堺市で昨年7月、あおり運転で車をバイクに追突させ、男子大学生を死亡させたとして殺人罪に問われた無職中村あきひろ被告(41)の控訴審判決で、大阪高裁は11日、懲役16年(求刑・懲役18年)とした1審・大阪地裁堺支部の裁判員裁判判決を支持し、被告側の控訴を棄却した。

 弁護側は殺意を否定していたが、高裁も殺人罪の成立を認めた。

 樋口裕晃裁判長は「ささいなことで怒りを増幅させ、落ち度のない被害者の殺害に至っており、重い刑罰がふさわしいとした1審の量刑は相当だ」と述べた。

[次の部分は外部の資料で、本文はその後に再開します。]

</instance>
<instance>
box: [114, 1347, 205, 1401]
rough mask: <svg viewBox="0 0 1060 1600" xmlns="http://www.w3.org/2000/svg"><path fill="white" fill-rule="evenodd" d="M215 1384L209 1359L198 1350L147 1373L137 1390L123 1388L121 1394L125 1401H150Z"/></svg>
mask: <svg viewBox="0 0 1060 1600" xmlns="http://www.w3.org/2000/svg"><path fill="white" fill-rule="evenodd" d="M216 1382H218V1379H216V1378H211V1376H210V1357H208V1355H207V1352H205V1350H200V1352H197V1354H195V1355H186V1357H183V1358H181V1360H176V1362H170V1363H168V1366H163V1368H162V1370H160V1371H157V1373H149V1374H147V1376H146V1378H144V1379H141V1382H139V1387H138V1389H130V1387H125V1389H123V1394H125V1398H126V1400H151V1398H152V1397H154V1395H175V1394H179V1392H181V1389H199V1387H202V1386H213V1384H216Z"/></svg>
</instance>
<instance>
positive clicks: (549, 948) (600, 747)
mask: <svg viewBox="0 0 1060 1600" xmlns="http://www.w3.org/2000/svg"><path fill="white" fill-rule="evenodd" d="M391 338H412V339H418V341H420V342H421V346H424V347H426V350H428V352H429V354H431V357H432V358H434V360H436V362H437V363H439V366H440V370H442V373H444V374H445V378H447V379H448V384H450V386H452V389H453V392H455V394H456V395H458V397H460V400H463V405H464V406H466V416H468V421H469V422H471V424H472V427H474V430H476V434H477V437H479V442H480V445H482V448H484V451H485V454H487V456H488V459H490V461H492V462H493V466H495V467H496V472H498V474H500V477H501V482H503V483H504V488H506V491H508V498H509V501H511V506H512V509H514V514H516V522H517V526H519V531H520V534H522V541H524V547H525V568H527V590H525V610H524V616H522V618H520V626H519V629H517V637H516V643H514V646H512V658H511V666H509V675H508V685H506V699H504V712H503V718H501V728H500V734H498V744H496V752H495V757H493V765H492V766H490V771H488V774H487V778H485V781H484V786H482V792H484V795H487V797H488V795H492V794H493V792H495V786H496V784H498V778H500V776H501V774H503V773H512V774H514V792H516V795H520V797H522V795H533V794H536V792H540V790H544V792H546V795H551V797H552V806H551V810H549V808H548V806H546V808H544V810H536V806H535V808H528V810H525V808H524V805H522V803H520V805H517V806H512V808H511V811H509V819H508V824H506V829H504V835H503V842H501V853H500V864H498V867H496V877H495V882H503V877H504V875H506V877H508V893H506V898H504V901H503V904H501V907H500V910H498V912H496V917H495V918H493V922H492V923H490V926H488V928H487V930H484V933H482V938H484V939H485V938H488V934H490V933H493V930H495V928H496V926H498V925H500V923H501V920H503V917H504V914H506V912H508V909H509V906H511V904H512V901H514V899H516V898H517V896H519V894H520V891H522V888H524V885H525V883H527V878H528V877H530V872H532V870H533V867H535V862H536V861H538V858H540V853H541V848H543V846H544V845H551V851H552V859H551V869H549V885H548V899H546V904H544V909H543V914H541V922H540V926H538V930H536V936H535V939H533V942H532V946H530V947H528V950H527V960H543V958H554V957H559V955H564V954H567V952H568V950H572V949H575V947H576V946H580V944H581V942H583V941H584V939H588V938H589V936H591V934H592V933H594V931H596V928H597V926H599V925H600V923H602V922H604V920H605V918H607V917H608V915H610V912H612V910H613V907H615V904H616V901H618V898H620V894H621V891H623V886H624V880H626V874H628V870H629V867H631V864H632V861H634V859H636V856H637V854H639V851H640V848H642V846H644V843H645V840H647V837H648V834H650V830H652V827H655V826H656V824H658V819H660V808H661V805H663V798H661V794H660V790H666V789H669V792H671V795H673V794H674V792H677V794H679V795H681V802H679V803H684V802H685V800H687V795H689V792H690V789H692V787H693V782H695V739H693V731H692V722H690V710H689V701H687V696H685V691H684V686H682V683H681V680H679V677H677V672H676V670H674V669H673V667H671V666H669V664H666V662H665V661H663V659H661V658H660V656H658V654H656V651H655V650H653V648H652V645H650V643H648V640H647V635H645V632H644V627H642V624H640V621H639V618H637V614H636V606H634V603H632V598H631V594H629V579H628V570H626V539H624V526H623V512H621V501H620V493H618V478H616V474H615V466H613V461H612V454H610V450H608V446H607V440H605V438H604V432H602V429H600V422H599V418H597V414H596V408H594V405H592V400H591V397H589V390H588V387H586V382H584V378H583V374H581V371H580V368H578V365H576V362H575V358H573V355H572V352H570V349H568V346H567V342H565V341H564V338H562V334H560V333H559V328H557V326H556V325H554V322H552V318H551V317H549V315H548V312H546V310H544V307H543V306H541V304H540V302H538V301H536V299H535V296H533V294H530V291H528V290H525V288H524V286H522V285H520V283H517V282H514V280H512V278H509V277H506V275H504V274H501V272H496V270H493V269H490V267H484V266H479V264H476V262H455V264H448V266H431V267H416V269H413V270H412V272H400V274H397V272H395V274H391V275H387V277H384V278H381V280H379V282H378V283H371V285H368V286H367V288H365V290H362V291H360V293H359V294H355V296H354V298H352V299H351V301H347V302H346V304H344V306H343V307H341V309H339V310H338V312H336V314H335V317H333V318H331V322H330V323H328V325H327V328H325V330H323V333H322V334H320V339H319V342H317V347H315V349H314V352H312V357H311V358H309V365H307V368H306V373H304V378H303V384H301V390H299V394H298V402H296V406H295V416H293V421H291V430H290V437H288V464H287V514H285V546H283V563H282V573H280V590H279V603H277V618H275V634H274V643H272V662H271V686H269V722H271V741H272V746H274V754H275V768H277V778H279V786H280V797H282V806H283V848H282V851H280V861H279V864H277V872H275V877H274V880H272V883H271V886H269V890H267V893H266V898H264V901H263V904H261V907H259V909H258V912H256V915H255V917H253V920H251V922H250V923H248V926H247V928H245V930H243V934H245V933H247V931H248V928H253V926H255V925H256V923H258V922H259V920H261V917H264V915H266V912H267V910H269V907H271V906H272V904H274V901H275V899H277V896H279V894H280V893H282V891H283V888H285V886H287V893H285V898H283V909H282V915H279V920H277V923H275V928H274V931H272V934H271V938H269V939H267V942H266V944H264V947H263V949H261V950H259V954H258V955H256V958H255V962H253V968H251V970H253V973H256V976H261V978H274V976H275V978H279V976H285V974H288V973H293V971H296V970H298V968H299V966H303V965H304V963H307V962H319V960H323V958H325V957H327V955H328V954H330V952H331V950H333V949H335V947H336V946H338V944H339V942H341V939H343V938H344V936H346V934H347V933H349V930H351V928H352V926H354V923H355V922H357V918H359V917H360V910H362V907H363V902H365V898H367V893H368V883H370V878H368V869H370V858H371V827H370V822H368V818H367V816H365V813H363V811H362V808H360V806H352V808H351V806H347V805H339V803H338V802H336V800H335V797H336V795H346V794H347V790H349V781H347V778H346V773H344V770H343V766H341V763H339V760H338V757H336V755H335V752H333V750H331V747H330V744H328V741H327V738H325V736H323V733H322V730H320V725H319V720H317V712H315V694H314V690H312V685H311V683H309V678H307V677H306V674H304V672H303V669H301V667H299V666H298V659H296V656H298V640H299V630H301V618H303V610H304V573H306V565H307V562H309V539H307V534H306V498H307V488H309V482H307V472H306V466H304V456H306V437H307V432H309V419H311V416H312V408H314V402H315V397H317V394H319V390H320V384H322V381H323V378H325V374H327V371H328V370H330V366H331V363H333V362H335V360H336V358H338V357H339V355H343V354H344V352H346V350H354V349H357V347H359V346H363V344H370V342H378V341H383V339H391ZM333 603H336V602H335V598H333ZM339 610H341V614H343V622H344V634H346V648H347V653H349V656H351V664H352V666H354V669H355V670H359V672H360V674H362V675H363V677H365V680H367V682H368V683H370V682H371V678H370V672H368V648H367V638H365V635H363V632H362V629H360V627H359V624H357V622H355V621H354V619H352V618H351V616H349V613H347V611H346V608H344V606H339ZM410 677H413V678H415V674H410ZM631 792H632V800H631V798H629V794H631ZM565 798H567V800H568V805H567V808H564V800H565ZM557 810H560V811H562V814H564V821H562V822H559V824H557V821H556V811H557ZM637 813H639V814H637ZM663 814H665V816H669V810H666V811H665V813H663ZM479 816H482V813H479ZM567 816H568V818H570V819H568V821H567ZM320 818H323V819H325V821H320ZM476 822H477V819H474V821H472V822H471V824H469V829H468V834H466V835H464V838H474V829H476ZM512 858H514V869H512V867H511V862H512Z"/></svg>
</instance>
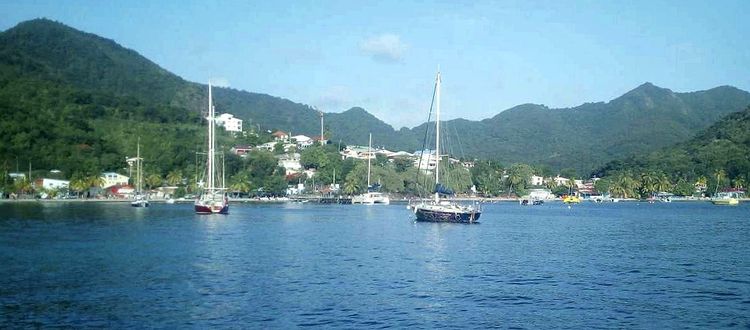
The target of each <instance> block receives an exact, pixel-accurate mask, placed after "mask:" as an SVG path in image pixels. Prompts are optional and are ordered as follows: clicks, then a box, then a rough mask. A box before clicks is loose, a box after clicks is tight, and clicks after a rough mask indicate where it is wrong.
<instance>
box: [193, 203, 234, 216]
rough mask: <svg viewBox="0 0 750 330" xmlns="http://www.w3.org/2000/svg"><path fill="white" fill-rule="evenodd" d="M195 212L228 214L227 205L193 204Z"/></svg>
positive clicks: (227, 208) (228, 206) (205, 213)
mask: <svg viewBox="0 0 750 330" xmlns="http://www.w3.org/2000/svg"><path fill="white" fill-rule="evenodd" d="M195 213H197V214H229V205H199V204H196V205H195Z"/></svg>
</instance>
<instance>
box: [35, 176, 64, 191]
mask: <svg viewBox="0 0 750 330" xmlns="http://www.w3.org/2000/svg"><path fill="white" fill-rule="evenodd" d="M35 184H36V186H37V187H42V188H44V189H49V190H55V189H61V188H68V186H70V181H68V180H57V179H47V178H43V179H38V180H36V182H35Z"/></svg>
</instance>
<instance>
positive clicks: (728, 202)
mask: <svg viewBox="0 0 750 330" xmlns="http://www.w3.org/2000/svg"><path fill="white" fill-rule="evenodd" d="M711 203H714V205H737V204H739V203H740V201H739V200H737V199H734V198H725V199H715V200H712V201H711Z"/></svg>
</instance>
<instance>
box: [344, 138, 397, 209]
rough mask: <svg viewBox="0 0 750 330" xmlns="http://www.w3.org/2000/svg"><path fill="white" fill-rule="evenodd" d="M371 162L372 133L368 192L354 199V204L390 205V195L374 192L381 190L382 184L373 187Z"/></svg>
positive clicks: (367, 156) (367, 155) (368, 172)
mask: <svg viewBox="0 0 750 330" xmlns="http://www.w3.org/2000/svg"><path fill="white" fill-rule="evenodd" d="M371 160H372V133H371V134H370V144H369V146H368V147H367V192H366V193H364V194H361V195H357V196H354V197H352V204H366V205H375V204H383V205H388V204H390V203H391V199H390V198H389V197H388V195H386V194H383V193H381V192H379V191H374V190H376V189H380V184H378V185H376V186H373V185H372V184H370V172H371V164H370V163H371Z"/></svg>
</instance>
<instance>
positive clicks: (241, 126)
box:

 判決によると、中村被告は昨年7月2日夜、堺市南区の大阪府道で乗用車を運転中、大学4年高田拓海さん(当時22歳)のバイクに追い抜かれたことに立腹。車線変更して追跡し、時速96〜97キロで追突して転倒させ、高田さんを殺害した。

 中村被告は「車線変更は先を急ぐためで、追跡したわけではない。追突も故意ではなく、直前にブレーキをかけた」と殺意を否定していた。

 これに対し、樋口裁判長は今年1月の1審判決を踏襲。被告の車のドライブレコーダー映像を基に、ライトをハイビームにして執拗しつようにクラクションを鳴らした上、高田さんのバイクに急接近したとし、「怒りにまかせた意図的な追跡行為だ」と認定した。

 殺意についても、高速で追突すれば死亡の危険は常識的に高いと指摘。衝突直後に「はい、終わりー」とつぶやく声がレコーダーに記録されており、死んでも構わないという未必の殺意があったと判断した。

 あおり運転は、今年8月に茨城県の常磐道で男性が車を止めさせられて殴られるなど悪質な事件も絶えず、警察庁が法改正による厳罰化を検討している。